No matter which prime mover technology is used, all cogen projects must begin with a careful evaluation of a facility’s load profiles—both thermal and electric—including daily, weekly and seasonal variations. For a retrofit project, one might need to look at a facility’s log books and utility records for two or more years to establish seasonal load profiles.

And this brings us full circle to the observation made at the beginning: Most industrial facility owners want to focus on the manufacturing and leave the facility energy concerns to others.

“Most of the manufacturers go to ESCOs to take care of their energy needs,” says Granitz. “They want to focus on their core business, not on energy supplies and infrastructure.”

Clark agrees. “A lot of manufacturing facilities are looking to ESCOs for their energy needs. They are unbundling energy producers, and someone like us helps suppliers develop a load profile and size the system,” he says.

“Typically, industrial operations have an in-house energy management group that can go a long way toward determining their needs but can’t really do a detailed feasibility study,” says Clark. “So, they need to come to consultants like us.”

Gas Turbines Drive a Cat Plant

Three combustion turbines provide power for two Caterpillar plants in Illinois. A 45-MW cogeneration plant in Mossville provides electricity, steam, heat and chilled water service to Caterpillar’s Mossville campus while also producing electricity for the manufacturer’s Mapleton Foundry.

The combustion turbines, manufactured by Solar Turbines, burn natural gas to drive three generators, each producing 12.2 MW of electricity. In addition to the 45 MW of electricity, the plant can provide up to 410,000 lbs. of steam per hr. and 7,200 tons per hr. of chiller capacity.

The chiller plant includes two steam turbine generators rated at 8.9 MW, a York natural-gas engine-driven chiller, powered by a Cat engine and two York electric chillers.

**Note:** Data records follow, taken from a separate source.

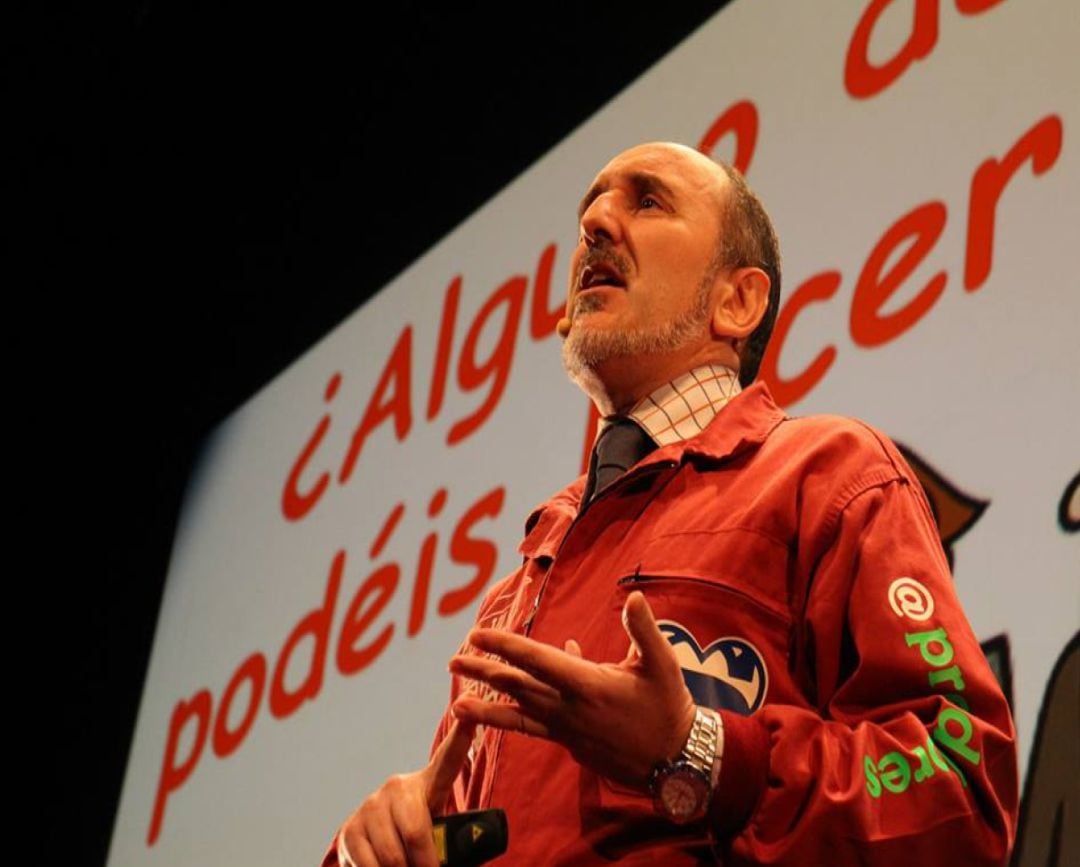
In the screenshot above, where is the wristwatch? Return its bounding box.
[649,707,723,825]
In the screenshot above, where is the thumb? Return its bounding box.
[622,591,674,668]
[427,719,476,813]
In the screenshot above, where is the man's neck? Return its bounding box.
[580,343,739,416]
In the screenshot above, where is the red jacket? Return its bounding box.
[324,384,1017,867]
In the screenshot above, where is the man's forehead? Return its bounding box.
[586,141,727,210]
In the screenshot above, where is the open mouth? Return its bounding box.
[579,262,626,292]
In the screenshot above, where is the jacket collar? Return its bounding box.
[517,381,786,557]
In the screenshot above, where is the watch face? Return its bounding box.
[657,766,708,825]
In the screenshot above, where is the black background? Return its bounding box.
[21,0,724,864]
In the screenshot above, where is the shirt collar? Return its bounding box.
[596,364,741,446]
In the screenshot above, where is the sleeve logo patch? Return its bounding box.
[889,578,934,623]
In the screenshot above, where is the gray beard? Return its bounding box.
[563,276,715,388]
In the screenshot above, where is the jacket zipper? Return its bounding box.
[522,461,678,638]
[615,572,786,621]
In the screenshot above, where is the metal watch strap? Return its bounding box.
[679,707,720,789]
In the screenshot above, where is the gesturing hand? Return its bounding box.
[337,720,475,867]
[450,593,694,789]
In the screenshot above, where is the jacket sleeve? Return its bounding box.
[711,468,1017,866]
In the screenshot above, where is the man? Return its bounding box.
[324,144,1017,866]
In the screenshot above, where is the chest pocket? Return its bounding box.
[612,531,792,715]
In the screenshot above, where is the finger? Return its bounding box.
[451,697,551,737]
[358,811,407,865]
[450,654,563,704]
[390,793,438,867]
[427,719,476,813]
[622,591,675,669]
[469,629,592,692]
[338,834,379,867]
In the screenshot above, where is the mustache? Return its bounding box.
[573,242,630,288]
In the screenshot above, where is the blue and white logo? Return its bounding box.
[657,620,769,716]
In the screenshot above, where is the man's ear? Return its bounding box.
[711,268,769,340]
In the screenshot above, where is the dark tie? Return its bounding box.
[581,416,657,505]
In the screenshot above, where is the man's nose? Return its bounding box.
[581,193,622,246]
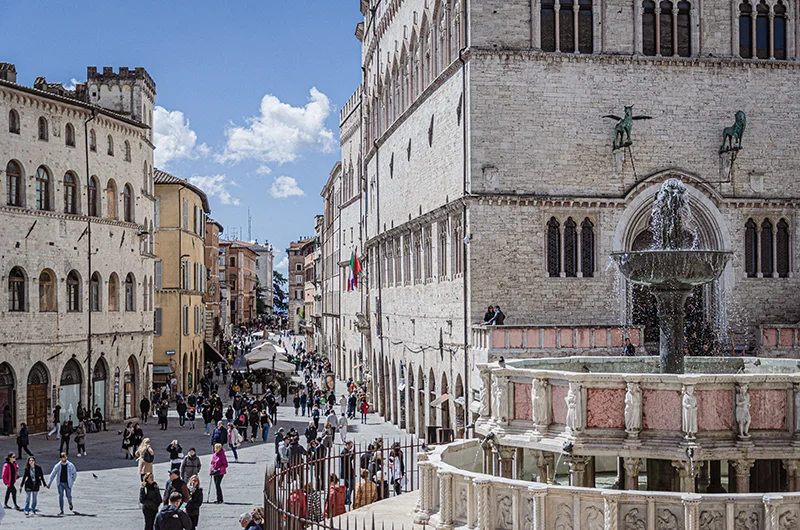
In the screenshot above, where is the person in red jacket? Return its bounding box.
[3,453,20,510]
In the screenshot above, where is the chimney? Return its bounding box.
[0,63,17,83]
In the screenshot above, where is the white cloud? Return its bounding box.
[153,106,208,168]
[269,176,306,199]
[217,88,336,165]
[189,175,239,206]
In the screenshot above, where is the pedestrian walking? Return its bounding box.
[336,413,347,443]
[19,456,50,516]
[153,492,192,530]
[167,440,183,469]
[139,473,161,530]
[75,421,86,456]
[210,444,228,504]
[3,453,19,510]
[17,421,33,456]
[180,447,203,484]
[185,475,203,530]
[47,453,78,515]
[136,438,156,480]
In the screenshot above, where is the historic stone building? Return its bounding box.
[0,63,155,432]
[318,0,800,437]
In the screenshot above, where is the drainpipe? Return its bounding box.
[83,108,96,413]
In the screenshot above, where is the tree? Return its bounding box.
[272,270,289,313]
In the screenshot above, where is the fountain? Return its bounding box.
[611,178,733,374]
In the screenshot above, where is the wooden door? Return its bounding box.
[27,385,47,434]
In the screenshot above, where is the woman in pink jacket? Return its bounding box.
[210,444,228,504]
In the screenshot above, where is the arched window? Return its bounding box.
[106,179,117,219]
[36,166,51,210]
[8,267,26,311]
[744,219,758,278]
[64,123,75,147]
[122,184,133,223]
[760,219,773,277]
[39,269,56,313]
[108,272,119,311]
[88,177,100,213]
[67,271,83,313]
[39,116,50,142]
[6,160,25,206]
[581,217,594,278]
[89,272,100,313]
[547,217,561,278]
[64,171,78,214]
[564,217,578,278]
[775,219,791,278]
[125,272,136,311]
[8,109,19,134]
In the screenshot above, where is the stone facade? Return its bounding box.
[316,0,800,442]
[0,63,155,432]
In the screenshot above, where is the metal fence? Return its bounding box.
[264,440,422,530]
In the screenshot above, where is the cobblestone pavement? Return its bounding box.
[0,336,408,530]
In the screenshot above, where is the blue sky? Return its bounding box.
[0,0,361,272]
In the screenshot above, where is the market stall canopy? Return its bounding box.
[250,359,294,374]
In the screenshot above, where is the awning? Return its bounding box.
[203,341,225,362]
[431,394,450,407]
[250,359,295,374]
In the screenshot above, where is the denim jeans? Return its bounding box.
[58,482,72,512]
[24,490,39,513]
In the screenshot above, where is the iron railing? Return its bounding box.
[264,440,422,530]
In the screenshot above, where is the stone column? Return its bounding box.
[623,458,642,490]
[731,459,755,493]
[436,470,450,530]
[681,493,702,530]
[472,479,493,530]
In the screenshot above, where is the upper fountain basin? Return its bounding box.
[611,249,733,289]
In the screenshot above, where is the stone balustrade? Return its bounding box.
[476,357,800,460]
[472,325,643,360]
[416,440,800,530]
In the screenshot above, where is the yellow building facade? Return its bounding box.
[153,170,210,394]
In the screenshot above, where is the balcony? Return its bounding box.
[472,325,644,361]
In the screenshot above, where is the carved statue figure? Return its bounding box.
[736,385,750,438]
[625,383,642,432]
[719,110,747,154]
[682,385,697,438]
[564,383,583,431]
[622,508,645,530]
[533,379,547,425]
[603,105,652,151]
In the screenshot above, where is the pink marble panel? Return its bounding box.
[578,328,592,348]
[558,329,575,348]
[586,388,625,429]
[514,383,533,421]
[594,328,608,348]
[550,385,569,425]
[781,329,794,347]
[508,329,522,348]
[544,328,556,348]
[492,329,506,349]
[694,390,733,431]
[528,328,540,348]
[642,390,681,431]
[761,328,778,346]
[750,390,786,430]
[611,329,624,348]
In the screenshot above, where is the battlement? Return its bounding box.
[86,66,156,95]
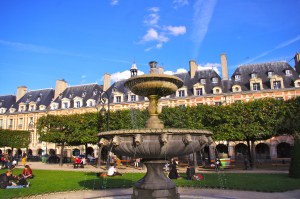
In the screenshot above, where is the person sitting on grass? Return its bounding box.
[0,170,24,189]
[107,166,122,176]
[22,165,33,179]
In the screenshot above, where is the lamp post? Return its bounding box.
[96,91,110,167]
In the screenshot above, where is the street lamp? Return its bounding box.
[96,91,110,167]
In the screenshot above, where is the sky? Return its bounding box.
[0,0,300,96]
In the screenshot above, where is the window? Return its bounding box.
[200,79,206,84]
[212,77,218,83]
[285,70,292,76]
[234,75,241,81]
[268,71,274,77]
[253,83,260,91]
[76,101,81,108]
[251,73,257,78]
[196,88,203,96]
[273,81,281,89]
[130,95,136,102]
[116,96,121,103]
[63,102,69,109]
[178,90,185,97]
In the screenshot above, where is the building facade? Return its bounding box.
[0,53,300,162]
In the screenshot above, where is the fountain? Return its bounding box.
[98,61,212,199]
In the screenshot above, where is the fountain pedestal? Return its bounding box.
[131,160,180,199]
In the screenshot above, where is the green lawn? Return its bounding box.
[0,169,300,198]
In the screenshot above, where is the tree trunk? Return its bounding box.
[247,139,253,168]
[59,143,65,167]
[97,144,103,168]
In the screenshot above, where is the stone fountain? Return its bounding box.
[98,61,212,199]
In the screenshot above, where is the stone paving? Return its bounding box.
[11,162,300,199]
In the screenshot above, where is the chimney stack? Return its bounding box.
[54,79,68,99]
[294,53,300,74]
[221,53,228,80]
[16,86,27,101]
[189,60,198,78]
[103,73,110,91]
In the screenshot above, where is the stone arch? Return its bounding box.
[276,142,291,158]
[255,143,270,159]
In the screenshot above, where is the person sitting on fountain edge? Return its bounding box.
[107,166,122,176]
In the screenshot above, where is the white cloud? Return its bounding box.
[165,26,186,36]
[239,35,300,65]
[173,0,189,9]
[192,0,217,57]
[110,0,119,6]
[111,70,144,82]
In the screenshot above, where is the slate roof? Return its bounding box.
[12,89,54,112]
[0,95,16,111]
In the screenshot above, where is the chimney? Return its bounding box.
[16,86,27,101]
[189,60,198,78]
[294,53,300,74]
[221,53,228,80]
[54,79,68,99]
[103,73,110,91]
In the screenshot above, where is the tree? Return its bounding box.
[37,115,74,166]
[0,129,30,150]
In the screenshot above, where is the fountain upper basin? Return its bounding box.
[125,74,183,97]
[98,129,212,159]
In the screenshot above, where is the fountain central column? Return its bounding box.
[146,95,164,129]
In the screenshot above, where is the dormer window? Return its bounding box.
[200,78,206,84]
[251,73,257,78]
[178,90,185,97]
[212,77,219,83]
[268,71,274,78]
[285,69,292,76]
[234,75,241,81]
[130,95,136,102]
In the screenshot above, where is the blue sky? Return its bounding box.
[0,0,300,95]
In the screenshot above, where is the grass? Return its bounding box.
[0,169,300,198]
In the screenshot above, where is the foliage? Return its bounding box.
[0,129,30,148]
[289,136,300,178]
[0,169,300,198]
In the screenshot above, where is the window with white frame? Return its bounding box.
[285,69,292,76]
[251,73,257,78]
[273,81,281,89]
[212,77,219,83]
[130,95,136,102]
[200,78,206,84]
[178,90,185,97]
[196,88,203,96]
[253,83,260,91]
[115,96,121,103]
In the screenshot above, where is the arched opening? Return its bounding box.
[277,142,291,158]
[255,143,270,160]
[72,149,80,156]
[235,143,248,160]
[216,144,228,158]
[49,149,56,156]
[38,149,43,156]
[86,147,94,157]
[28,149,32,156]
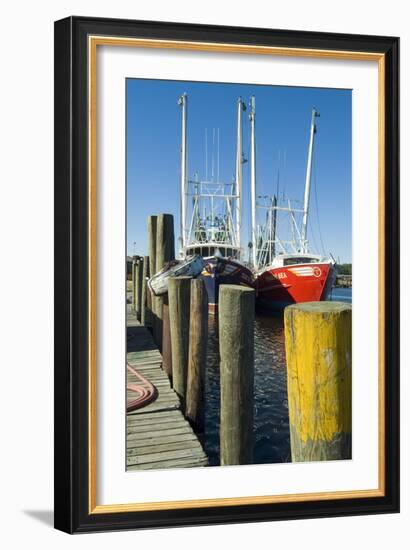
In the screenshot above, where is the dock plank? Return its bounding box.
[127,316,208,471]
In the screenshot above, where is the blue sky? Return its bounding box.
[126,79,352,262]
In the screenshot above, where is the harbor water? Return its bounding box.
[204,288,352,466]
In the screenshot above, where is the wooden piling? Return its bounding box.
[147,216,157,277]
[168,277,191,411]
[135,258,144,321]
[186,279,208,433]
[155,214,175,271]
[132,257,139,311]
[218,285,255,465]
[141,256,149,326]
[285,302,352,462]
[147,216,158,344]
[162,296,172,380]
[154,214,175,351]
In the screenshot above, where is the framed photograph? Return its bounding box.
[55,17,399,533]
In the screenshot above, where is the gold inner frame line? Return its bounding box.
[88,35,385,514]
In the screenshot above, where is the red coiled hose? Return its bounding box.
[127,363,158,412]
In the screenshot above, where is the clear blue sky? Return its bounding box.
[126,79,352,262]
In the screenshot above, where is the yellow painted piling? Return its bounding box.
[284,302,352,462]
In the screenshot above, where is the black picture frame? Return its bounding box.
[54,17,400,533]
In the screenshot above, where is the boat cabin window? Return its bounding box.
[283,257,317,266]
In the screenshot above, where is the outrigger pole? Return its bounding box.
[178,93,188,248]
[235,97,246,249]
[300,108,320,254]
[249,96,258,269]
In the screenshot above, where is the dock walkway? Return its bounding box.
[127,306,208,470]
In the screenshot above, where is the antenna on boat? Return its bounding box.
[249,96,258,269]
[178,93,188,248]
[235,97,246,249]
[205,128,208,181]
[301,108,320,254]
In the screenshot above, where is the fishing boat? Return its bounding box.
[250,98,336,311]
[178,94,253,312]
[148,254,204,296]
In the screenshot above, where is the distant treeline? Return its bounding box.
[336,264,352,275]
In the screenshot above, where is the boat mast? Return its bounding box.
[178,93,188,248]
[235,97,246,249]
[249,96,258,269]
[301,108,320,254]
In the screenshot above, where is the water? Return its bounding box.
[204,288,352,466]
[330,288,352,304]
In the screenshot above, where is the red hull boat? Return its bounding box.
[255,256,336,311]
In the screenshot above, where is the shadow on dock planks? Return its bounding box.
[127,306,208,471]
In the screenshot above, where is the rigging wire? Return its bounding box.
[313,153,326,256]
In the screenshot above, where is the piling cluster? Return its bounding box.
[132,214,352,465]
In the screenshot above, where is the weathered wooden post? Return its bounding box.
[147,216,157,342]
[162,295,172,381]
[285,302,352,462]
[168,277,191,410]
[154,214,175,350]
[141,256,149,326]
[186,279,208,433]
[218,285,255,466]
[131,257,138,312]
[135,258,144,321]
[144,256,152,328]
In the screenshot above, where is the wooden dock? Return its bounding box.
[127,306,208,470]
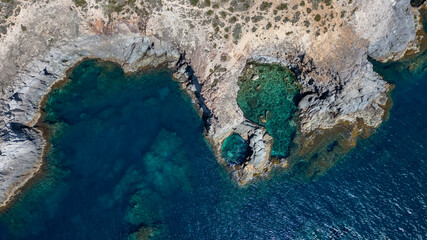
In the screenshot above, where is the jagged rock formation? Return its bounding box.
[0,0,419,204]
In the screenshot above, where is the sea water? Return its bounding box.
[0,50,427,239]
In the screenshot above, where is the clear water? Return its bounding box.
[237,63,299,157]
[0,50,427,239]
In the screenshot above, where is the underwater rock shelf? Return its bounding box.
[237,62,300,158]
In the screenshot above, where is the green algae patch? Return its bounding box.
[221,133,249,164]
[237,63,299,157]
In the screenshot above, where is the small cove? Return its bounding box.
[0,51,427,239]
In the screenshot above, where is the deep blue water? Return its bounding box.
[0,50,427,239]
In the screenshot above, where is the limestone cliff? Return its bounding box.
[0,0,420,204]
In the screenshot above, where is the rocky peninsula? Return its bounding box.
[0,0,425,206]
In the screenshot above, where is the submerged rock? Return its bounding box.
[221,133,249,164]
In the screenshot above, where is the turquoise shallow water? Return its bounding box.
[0,49,427,239]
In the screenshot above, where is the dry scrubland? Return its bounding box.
[0,0,424,203]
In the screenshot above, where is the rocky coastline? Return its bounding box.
[0,0,426,206]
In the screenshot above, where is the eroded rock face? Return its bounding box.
[0,0,417,204]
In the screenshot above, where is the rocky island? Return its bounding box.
[0,0,425,210]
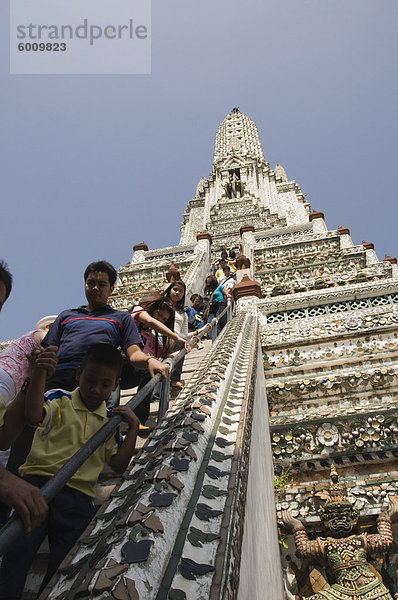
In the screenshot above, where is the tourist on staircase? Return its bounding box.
[11,261,168,476]
[0,344,138,600]
[163,281,188,391]
[0,261,48,535]
[0,315,57,471]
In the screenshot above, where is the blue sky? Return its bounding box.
[0,0,398,339]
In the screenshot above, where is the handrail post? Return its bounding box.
[157,368,171,423]
[227,297,232,321]
[211,319,218,344]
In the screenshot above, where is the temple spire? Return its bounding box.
[214,108,264,164]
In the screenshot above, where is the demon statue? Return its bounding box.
[282,467,398,600]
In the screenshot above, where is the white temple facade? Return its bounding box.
[38,108,398,600]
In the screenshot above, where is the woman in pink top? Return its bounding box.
[131,292,189,358]
[0,315,57,466]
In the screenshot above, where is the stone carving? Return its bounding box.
[224,171,244,198]
[282,467,398,600]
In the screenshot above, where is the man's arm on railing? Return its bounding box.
[109,406,140,473]
[25,346,57,425]
[0,465,47,535]
[126,344,168,379]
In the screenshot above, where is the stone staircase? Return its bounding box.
[22,340,212,600]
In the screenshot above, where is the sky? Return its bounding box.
[0,0,398,340]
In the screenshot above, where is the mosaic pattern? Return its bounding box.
[282,467,398,600]
[271,406,398,464]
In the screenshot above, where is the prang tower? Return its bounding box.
[49,108,398,600]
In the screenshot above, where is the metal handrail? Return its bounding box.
[0,304,233,555]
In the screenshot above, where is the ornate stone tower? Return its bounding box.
[42,108,398,600]
[180,108,308,250]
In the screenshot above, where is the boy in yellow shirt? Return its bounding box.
[0,344,139,600]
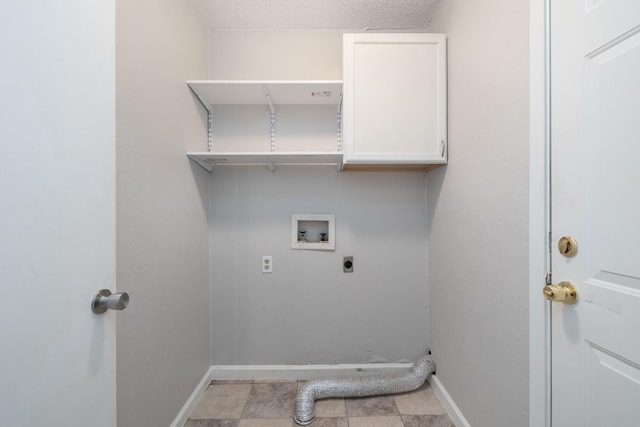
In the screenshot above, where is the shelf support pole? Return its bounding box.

Heat from the turbines’ exhaust is run through the steam generators to turn water into steam. Caterpillar uses the steam in the winter for heating and manufacturing processes. In the summer, the steam runs through the absorption chillers to provide chilled water to cool the factory building.

“The benefits of this collaboration extend far beyond our original expectations. With this state-of-the-art technology, we have lowered utility costs for steam and electricity for an overall operational cost reduction,” said Dan Murphy, vice president of Caterpillar’s Performance Engine Products Division. “At the same time, we have improved working conditions, reliability and employee satisfaction.”

The plant has actually been running for quite some time. Caterpillar reached an energy service agreement with CILCO, an AES company, in December 1999 that resulted in the construction of the power generating facility. Construction of the plant began in July 2000, production of steam and electricity began in May 2001, and the plant began commercial service in Sept. 2001.

Wastewater Makes the Perfect Gas

The Eastern Municipal Water District in California is always exploring alternative energy sources to improve energy efficiency and reduce costs.

One EMWD project involved a digester mixing upgrade at the Moreno Valley Regional Water Reclamation Facility to increase the production of digester gas, which results from the wastewater treatment process and can be used in place of electricity or natural gas to power equipment.

EMWD also uses nine 60-kW microturbines to reduce electrical demand at its headquarters. Four turbines were recently added (bringing the total to 540 kW), and a project was completed to capture the waste heat from the microturbines to operate an absorption air-conditioning chiller.

A $113,000 incentive grant from Southern California Gas Company was used to help cover installation costs for the microturbines. EMWD has also applied for and received confirmed funding for over $500,000 under Southern California Edison’s “Savings-by-Design” program to install energy-efficient equipment at new operational facilities.